What to bring, what to give? Chinese tradition and culture expects a small token or gift upon meeting friends or new acquaintances; at holidays or visits; and especially when you know you will be depending on their hospitality. And I know that I will need pointers, translation, directions and help for my adventure. So what to give as thanks in advance?

Usually a small gift of chocolate or nuts or snacks is good for a group of people. This time I brought Ghiradelli chocolates in assortment bags to give to friends and tea vendors. And for random tea purveyors or farmers I may visit outside major cities who may have small children, I'm bringing foam boards with roman letters. I've found parents appreciate a gift that encourages education and it's a cute way to introduce the alphabet to children who may one day study western foreign languages, French, Spanish, Italian or English.

Personal gifts are harder to figure out. There is a friend's young daughter who likes American juvenile literature. Wine is always a great gift but so heavy and hard to carry. For the ladies at the tea house, each will get earrings and a small cloth purse.
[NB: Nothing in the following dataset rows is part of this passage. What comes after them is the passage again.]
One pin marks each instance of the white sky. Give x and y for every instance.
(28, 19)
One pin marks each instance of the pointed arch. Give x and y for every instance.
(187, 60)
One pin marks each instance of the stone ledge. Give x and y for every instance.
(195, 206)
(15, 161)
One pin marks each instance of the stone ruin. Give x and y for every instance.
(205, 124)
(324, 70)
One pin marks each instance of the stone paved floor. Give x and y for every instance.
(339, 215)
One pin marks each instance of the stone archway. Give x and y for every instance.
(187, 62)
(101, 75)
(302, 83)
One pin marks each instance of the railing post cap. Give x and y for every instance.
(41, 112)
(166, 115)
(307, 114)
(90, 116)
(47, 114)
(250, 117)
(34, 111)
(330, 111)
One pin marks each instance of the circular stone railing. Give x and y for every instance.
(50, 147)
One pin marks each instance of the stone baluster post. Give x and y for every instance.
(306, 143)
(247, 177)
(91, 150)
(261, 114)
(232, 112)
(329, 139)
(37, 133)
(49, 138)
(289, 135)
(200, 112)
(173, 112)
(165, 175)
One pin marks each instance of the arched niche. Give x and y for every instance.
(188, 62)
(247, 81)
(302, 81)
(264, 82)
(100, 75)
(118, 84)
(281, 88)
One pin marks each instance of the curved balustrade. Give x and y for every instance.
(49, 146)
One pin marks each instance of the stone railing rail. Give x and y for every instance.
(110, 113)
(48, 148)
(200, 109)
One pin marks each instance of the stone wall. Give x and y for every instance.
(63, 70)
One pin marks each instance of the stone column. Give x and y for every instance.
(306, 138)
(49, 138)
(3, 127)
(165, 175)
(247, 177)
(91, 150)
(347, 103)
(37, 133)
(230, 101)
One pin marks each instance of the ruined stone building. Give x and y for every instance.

For a friend's brother who will be showing me around a city I will visit on a day trip, I'm bringing him a Brita water filter and cartridges. 

Things that aren't great to give are usually anything Japanese. There is still a lot of animosity between Japan and China and it's an easy way to uncover old hurt feelings by giving something Japanese, so it's best to avoid that awkwardness. White is usually not a good color for a gift either, as white is symbolic of death, if you can find the gift in red or black or blue or yellow that's better.

And if you're giving multiples make sure you're never giving someone 4 of anything 4 is synonymous with death. 3 or 5 is better, 6 or 8 is best. It's getting harder and harder to find American gifts that are not made in China, and Chinese people do not want something made in China : While you may not mean it, it can imply they are not affluent enough to afford what you're giving them since they could obviously otherwise find it in their own country. I've found that hand made items or local art, wood, or cloth are great because they're unique. For one dear friend I'm bringing a Pendleton Woolen Mill hand woven blanket from Oregon. It's very special, and so is the person it is intended for. 

  • Klaus says...

    Interesting blog! Traveling in Eastern Europe, I remember having had to deal with similar intercultural problems. Most Westerners do not know, for example, that in a gift of individual flowers their number HAS to be uneven. Why? Who knows! It just has to be. It’s cultural, and that is all there is to it.

    On Oct 13, 2013

  • Klaus says...

    Very interesting blog!It reminded me of similar intercultural problems in conjunction with gift giving in Eastern Europe. One thing that most Westerners seem to ignore: If you offer a bouquet of individual flowers, their number HAS to be uneven. Why? Who knows! It just has to be. It’s cultural. That’s all there is to it.